The Trump administration has officially confirmed that the Bitcoin (BTC) forfeited by the developers of Samourai Wallet has not been sold. This announcement comes amid conflicting reports regarding the status of 57.55 BTC linked to the project”s developers, Keonne Rodriguez and Will Lonergan Hill.
Patrick Witt, the Executive Director of the President”s Council of Advisors for Digital Assets, took to X (formerly Twitter) to clarify the situation. He stated that the Department of Justice (DOJ) has confirmed that the digital assets in question have remained unsold and will be retained in accordance with Executive Order 14233. This order, signed by President Trump in March 2025, stipulates that any “Government BTC” obtained through criminal or civil forfeiture must not be liquidated and should instead be stored in the Strategic Bitcoin Reserve (SBR).
Reports emerged earlier this month indicating that the U.S. Marshals Service (USMS) had sold approximately $6.3 million worth of Bitcoin, which was initially seized from the Samourai Wallet developers as part of their guilty plea. On November 3 of last year, on-chain data indicated a transfer of 57.55353033 BTC from a government-controlled address to a Coinbase Prime deposit address, which subsequently exhibited a zero balance. This led analysts to speculate that the assets had been sold, potentially breaching the aforementioned executive order.
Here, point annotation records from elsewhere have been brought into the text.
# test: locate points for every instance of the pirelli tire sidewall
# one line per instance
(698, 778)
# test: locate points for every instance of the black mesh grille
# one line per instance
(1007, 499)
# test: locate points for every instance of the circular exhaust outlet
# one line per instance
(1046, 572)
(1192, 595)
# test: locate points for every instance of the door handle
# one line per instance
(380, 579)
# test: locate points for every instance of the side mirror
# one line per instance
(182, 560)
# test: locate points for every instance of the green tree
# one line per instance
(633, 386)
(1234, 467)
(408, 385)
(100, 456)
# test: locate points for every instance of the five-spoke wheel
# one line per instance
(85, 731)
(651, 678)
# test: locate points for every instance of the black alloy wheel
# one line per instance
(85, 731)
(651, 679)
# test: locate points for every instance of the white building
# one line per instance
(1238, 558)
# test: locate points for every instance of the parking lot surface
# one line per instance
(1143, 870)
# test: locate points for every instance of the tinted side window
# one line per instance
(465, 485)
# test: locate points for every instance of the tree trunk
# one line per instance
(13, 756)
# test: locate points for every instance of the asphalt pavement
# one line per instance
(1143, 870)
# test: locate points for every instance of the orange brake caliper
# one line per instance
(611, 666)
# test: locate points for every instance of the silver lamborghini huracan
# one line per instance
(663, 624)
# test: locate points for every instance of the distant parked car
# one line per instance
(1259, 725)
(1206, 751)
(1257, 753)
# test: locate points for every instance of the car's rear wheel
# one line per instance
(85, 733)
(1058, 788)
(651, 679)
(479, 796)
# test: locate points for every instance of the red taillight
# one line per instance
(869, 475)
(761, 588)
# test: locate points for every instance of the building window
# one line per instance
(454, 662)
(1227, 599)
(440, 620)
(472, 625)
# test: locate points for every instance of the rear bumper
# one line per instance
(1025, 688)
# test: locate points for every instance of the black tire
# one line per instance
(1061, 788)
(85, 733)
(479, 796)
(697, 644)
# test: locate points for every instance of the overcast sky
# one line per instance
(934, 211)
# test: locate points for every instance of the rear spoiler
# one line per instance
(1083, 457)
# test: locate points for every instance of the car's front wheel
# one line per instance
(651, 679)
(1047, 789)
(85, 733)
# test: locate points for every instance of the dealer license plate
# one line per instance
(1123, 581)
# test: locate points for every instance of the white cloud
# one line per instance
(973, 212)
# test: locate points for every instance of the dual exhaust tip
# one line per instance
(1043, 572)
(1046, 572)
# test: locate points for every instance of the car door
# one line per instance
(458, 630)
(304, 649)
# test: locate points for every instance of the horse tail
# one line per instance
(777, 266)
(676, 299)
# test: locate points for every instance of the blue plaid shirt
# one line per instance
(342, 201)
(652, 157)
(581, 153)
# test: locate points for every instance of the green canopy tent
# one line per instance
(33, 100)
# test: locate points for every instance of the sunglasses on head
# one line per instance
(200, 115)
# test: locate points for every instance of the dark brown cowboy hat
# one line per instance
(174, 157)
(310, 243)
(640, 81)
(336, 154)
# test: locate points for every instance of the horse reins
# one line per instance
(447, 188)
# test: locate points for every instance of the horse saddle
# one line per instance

In response to these concerns, Witt reaffirmed the position of the White House, stating, “We have received confirmation from the DOJ that the digital assets forfeited by Samourai Wallet have not been liquidated and will not be liquidated, per EO 14233. They will remain on the USG balance sheet as part of the SBR.”
Despite this clarification, tensions persist regarding the actions of the Southern District of New York (SDNY), particularly following a memo from Todd Blanche in May 2025. This memo advised the DOJ to pursue cases only where there is evidence of “knowing and willful” criminal intent by the developers. Nonetheless, the SDNY has continued to secure convictions related to the case, including that of Roman Storm, a co-founder of Tornado Cash, who was found guilty of operating an unlicensed money-transmitting business in August 2025.
The legal troubles surrounding Rodriguez and Hill culminated in a sentencing in November 2025, with Rodriguez receiving a five-year prison term and Hill a four-year sentence. In December of last year, President Trump expressed that he was “looking into” the possibility of a pardon for Rodriguez, indicating an ongoing interest in the case.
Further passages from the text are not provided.